= Grant, vacate, remand =

Order issued by U.S. Supreme Court

A grant, vacate, remand (GVR) is a type of order issued by the Supreme Court of the United States in which the Court simultaneously grants a petition for certiorari, vacates the decision of the court below, and remands the case for further proceedings. An order of this sort is typically appropriate when there has been a change in legal circumstances subsequent to the lower court or agency's decision, such as a change in the law, a precedential ruling, or a confession of error; the Supreme Court simply sends the case back to the lower court to be reconsidered in light of the new law or the new precedent. GVR orders are designed to be efficient and thus are not full explications of the law, and have no precedential effect. GVR orders are usually not explained with lengthy opinions.

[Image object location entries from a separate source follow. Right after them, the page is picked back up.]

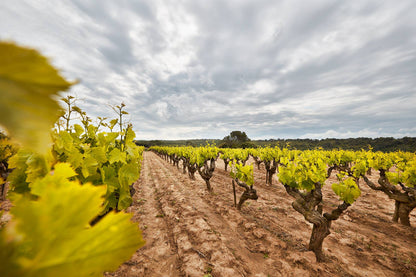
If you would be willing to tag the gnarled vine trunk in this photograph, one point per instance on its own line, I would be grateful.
(206, 172)
(310, 206)
(271, 167)
(404, 197)
(402, 212)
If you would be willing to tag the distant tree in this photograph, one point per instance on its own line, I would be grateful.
(234, 140)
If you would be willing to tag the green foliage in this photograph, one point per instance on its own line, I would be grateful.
(406, 176)
(28, 84)
(52, 236)
(347, 190)
(242, 172)
(304, 171)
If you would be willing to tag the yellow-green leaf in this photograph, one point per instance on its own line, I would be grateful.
(28, 84)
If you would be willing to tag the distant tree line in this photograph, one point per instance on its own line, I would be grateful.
(384, 144)
(239, 139)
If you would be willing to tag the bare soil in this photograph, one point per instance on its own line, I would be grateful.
(191, 232)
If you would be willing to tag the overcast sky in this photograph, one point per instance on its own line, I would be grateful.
(201, 69)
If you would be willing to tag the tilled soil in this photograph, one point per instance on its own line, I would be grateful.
(190, 232)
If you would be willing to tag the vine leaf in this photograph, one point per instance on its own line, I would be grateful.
(52, 236)
(28, 84)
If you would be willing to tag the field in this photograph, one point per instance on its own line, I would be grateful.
(191, 232)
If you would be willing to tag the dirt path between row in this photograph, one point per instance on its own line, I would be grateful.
(190, 232)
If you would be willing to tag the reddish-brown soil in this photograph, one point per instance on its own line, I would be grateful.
(190, 232)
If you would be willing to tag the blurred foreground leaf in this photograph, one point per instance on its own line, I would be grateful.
(52, 236)
(28, 85)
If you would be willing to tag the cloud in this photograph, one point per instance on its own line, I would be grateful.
(204, 68)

In 1996, the Supreme Court discussed the appropriateness of GVR orders and upheld their use in a per curiam opinion in the case Lawrence v. Chater.

GVR orders have been the subject of substantial legal attention and criticism.

== Examples ==

Kansas v. Limon: Under Kansas state law, statutory rape charges involving minors were greatly reduced if both parties were teenagers with few years between them. However, the law specifically excluded same-sex sexual conduct. Limon, 18 years old at the time, had performed oral sex on a 14-year-old boy with his consent, which was defined by Kansas law as rape regardless of consent from the 14-year-old. Because they were both male, the statute minimizing Limon's sentence did not apply. He was sentenced to over a decade longer in prison than if it were opposite-sex sexual conduct. When Limon challenged the law, both a trial court and the Kansas Court of Appeals upheld the law, relying in part on the 1986 US Supreme Court case Bowers v. Hardwick. When the Kansas Supreme Court refused to hear the case, Limon filed a petition for a writ of certiorari with the U.S. Supreme Court in 2002.

On June 26, 2003, the Supreme Court decided Lawrence v. Texas. Lawrence overruled the Bowers case on which the Kansas courts had relied; it held that state laws forbidding consensual sex between two people of the same sex are unconstitutional. In light of this, on June 27, the Supreme Court granted Limon's petition, vacated the ruling of the Kansas Court of Appeals, and remanded the case for further consideration. After the Court of Appeals again upheld the law, the Kansas Supreme Court agreed to hear the case and unanimously struck down the part of the law excluding same-sex sexual conduct.